The first exhibition in the Palazzo Bianco dates back to 1889 and was curated by painter Giuseppe Isola (1808-1893), already artistic counsellor of the Dukes of Galliera.
1892 was the year of the legacy by Senator Giovanni Ricci and of the Exhibition of Ancient Art, organised on the occasion of the 400th anniversary of Columbus’s discovery of the New World. The museum was reopened to the public in 1893 with an exhibition of sculptures, antique and modern paintings, archaeological pieces, tombstones and furniture, with no particular ordering criteria, in accordance with the taste of the time. Moreover, in those years and up until 1914, the Palazzo was still partially occupied by private tenants.
Thanks largely to the work of Gaetano Poggi, first Councillor of Fine Arts, between 1906 and 1915 the collections were exhibited according to historical and thematic criteria, thus creating distinct museums: the Museum of History and Art, of Risorgimento, and of the War.
In the 1920s, thanks to the efforts of Orlando Grosso (1882-1968), director of the Fine Arts office and of the Galleries, the civic museums became a veritable “system” with specialised and decentralised institutes across the city.
Between 1928 and 1932, the Palazzo Bianco was re-arranged according to the time period and school, under the guidelines of contemporary museology. New rich additions were also included, such as the picture gallery from Casa Piola, bequeathed by Carlotta Ageno De Simoni in 1913, and Enrico L. Peirano’s legacy of 1926.

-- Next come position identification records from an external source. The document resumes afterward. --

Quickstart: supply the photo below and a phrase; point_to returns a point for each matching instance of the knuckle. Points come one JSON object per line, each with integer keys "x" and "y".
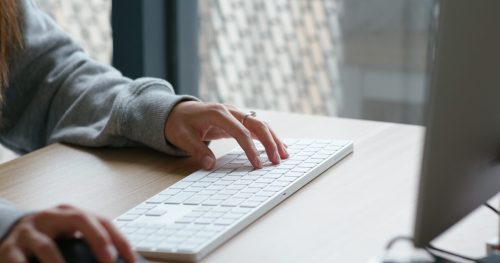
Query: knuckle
{"x": 246, "y": 133}
{"x": 7, "y": 247}
{"x": 43, "y": 245}
{"x": 65, "y": 207}
{"x": 24, "y": 230}
{"x": 77, "y": 216}
{"x": 261, "y": 125}
{"x": 217, "y": 108}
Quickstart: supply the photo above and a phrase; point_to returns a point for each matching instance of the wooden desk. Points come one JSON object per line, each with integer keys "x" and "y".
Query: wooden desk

The paintings were exhibited on the main floor (alongside furniture and tapestries), arranged by period and school, spaced out, rarely overlapping and preferably aligned to bottom. The works of early painters were arranged on the ground floor, next to sculptures and ceramics.
Largely destroyed in 1942 by the WWII bombings, the Palazzo Bianco in a picture of 1928: the hall on the ground floor with the monument of Margherita di Brabante. The Palazzo was rebuilt with its 18th-century appearance and, at its reopening in 1950, the exhibition was rearranged, as decided by Caterina Marcenaro (1906-1976), the new director of the Office of Fine Arts, with a layout designed by rationalist architect Franco Albini (1905-1977).
Based on a rigorous selection of works on display and unprecedented museological choices, the result was high profile, contrasting the more traditional expectations and drawing the attention of the cultural world at the national and international level.
The exhibition was characterised by an extreme formal rigour, as denoted by the light grey colour of the walls and vaults, the uniform flooring, the clever use of lighting, as well as by the display stands made with poor, industrial materials painted black.
It also stood out for the panelling in a rough cut slate of some rooms, for the revolutionary organisation and unrestricted mobility in the arrangement of the works.
In the 1970, the sculptures and the frescoes of the exhibition were transferred to the newly established Museum of St. Agostino, thus giving the Palazzo Bianco its present appearance of a painting gallery.
When Genoa was named the European Capital of Culture for 2004, the Palazzo Bianco became part of a unified museum complex, together with the Palazzo Rosso and Palazzo Tursi, devoted to ancient art. The union of the three buildings in an uninterrupted exhibition, with each museum still retaining its specific historic features and collections, has thus transformed the 16th-century Strada Nuova into a veritable “museum-street”, a masterpiece of the Genoese architectural and residential tradition, and home to a one-of-a-kind cultural institution for its size, features, quality and prestige: the Museums of Strada Nuova.
The arrangement of the works contained in the Palazzo Bianco was fully completed in 2008, so as to allow a more rational path inside the museum. The evolution of figurative culture in Genoa between the 16th and 18th centuries is now presented chronologically, not only through the works of the best-known local masters but also of Italian and international artists who have worked for Genoese patrons or whose paintings were part of the renowned collections of the great families of the city. The Palazzo Bianco also stands out for its significant collection of Flemish paintings and for a monographic room dedicated to 16th-century Spanish painting. The exhibition of the painting gallery continues in some of the rooms of the Palazzo Doria Tursi, ending with a suggestive area devoted to one of the most significant works by Canova, the Repentant Magdalene (1790), purchased by the Dukes of Galliera in Paris.